A dramatically different risk environment obliges companies to reassess their exposures, conference hears

Risk and insurance professionals from around the French speaking world gathered in Deauville Tuesday (January 27) for the 18th AMRAE Les Recontres, the annual French risk summit, which this year took as its theme “New world : New risks.”

Speaking to StrategicRISK on the opening day of the conference Michel Yarhi, former chief of the French risk association AMRAE, warned that in a highly dynamic and recessionary risk environment companies are not doing enough to accurately disclose how their risk profiles have changed.

A widening gap between the commercial risks that companies are currently facing and the exposures that they present to their insurers is leaving shareholders exposed, insisted Yarhi.

“Organisations are faced with many new risks today," he said. "One of the greatest is that companies fail to take account of the risks which exist outside their immediate control.”

Risk managers are responsible for this difficult task. The problem, however,  is that too often they lack the seniority to be accurately informed about the rapidly changing risk dynamics that affect their company, noted Yarhi.

“Risk managers should operate at a strategic level so that they know what is occuring and are able to adapt the company's activities and its controls to the new risks. They should have a strategic influence on the direction of their company,”  he said.

Also, as the former head of risk at French investment bank Société Générale, Yarhi went on to explain some of the problems with risk management in the financial sector. He said that some banks made the mistake of failing to appreciate how external factors could affect the severity of a risk.  

The Kerviel fraud at SocGen was made far worse because of market conditions, he explained. Had Kerviel’s rogue trades been carried out in a Bull market the bank would have made a “huge profit”, argued Yarhi. As it turned out Kerviel bet the bank during a Bear market and thus exposed it to a catastrophic loss. 

“It proves that the risk itself can provoke a certain amount of loss, but it depends also on something else, in that case on the way the market was reacting. So there is not only one cause of the risk, very often the ammount of the loss depends on several different causes,” he said.
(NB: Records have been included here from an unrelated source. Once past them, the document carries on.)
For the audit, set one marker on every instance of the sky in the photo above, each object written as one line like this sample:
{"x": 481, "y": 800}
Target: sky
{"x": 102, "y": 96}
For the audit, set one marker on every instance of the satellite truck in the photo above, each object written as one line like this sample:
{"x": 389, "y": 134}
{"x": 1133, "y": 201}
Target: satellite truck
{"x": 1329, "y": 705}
Risks cannot be analysed in isolation, Yarhi insisted. “When you study a risk don’t study it alone, try to imagine other scenarios that would make it worse. ”
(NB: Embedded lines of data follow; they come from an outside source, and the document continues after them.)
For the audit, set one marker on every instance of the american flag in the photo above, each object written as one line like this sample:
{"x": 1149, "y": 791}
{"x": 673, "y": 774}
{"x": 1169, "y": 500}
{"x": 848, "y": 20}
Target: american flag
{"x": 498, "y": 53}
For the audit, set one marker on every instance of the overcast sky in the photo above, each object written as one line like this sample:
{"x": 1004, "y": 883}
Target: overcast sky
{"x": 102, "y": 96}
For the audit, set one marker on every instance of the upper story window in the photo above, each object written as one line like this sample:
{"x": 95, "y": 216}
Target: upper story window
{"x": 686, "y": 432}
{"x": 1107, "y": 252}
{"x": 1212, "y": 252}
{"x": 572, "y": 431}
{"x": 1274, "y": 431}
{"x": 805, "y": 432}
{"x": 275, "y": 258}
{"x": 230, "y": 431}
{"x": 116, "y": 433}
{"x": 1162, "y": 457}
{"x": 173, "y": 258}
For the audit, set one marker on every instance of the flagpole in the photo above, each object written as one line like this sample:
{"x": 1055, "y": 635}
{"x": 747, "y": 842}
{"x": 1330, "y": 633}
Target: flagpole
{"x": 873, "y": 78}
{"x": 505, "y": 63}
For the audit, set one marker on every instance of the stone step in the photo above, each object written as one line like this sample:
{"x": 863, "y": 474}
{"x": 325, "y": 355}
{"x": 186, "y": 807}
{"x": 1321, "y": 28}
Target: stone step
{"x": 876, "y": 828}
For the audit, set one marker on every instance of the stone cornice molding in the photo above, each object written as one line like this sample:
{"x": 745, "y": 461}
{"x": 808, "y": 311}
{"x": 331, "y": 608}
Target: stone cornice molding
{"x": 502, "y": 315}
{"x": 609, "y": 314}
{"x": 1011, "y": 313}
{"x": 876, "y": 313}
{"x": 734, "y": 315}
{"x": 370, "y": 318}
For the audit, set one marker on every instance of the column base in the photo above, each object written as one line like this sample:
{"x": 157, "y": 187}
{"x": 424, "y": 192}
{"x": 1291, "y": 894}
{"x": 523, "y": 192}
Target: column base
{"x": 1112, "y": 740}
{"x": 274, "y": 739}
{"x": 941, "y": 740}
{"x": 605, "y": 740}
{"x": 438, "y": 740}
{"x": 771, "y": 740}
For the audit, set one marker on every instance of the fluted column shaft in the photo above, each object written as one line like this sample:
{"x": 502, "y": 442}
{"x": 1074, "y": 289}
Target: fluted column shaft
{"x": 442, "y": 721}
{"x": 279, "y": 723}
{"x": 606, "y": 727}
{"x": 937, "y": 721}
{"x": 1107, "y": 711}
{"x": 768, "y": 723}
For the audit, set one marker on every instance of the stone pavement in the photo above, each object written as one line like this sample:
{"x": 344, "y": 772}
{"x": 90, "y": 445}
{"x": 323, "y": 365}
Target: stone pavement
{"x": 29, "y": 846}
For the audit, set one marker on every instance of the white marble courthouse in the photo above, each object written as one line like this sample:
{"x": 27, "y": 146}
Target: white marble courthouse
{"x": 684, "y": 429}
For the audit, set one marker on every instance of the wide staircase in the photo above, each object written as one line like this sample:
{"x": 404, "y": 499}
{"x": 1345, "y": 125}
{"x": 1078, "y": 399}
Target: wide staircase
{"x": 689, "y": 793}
At the same time he urged companies to avoid being overconfident with their risk management controls and procedures. “We have seen what can go wrong when companies are too confident in their approach, ” he said.

The former banker also indicated that he was in favour of a bankers' bonus tax. “Why has the market accepted to give such high bonuses to people? I cannot understand it,” he said.
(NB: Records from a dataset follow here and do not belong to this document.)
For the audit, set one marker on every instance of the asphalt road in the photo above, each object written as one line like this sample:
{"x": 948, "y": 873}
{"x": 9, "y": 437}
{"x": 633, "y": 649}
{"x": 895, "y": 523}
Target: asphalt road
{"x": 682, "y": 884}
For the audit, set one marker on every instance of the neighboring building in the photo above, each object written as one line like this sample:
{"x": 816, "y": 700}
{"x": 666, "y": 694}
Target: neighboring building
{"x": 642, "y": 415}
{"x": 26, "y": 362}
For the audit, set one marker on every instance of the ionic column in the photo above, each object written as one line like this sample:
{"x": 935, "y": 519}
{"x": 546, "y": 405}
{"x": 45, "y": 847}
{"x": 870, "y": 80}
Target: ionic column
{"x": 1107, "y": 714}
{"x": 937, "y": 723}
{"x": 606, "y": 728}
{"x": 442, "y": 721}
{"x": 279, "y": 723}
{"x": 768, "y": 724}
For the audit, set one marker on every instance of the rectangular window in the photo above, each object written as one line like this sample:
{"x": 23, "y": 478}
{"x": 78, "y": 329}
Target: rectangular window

President Barack Obama indicated in his recent State of the Union address that he would impose a tax on bankers’ huge bonuses. France and Britai both announced similar measures to counter excessive risk taking.

Yarhi noted that governments around the world have the public backing to push through dramatic changes to regulation in the financial sector. “The public is ready to accept these changes because the crisis was due to the behaviour of bankers, ” he said.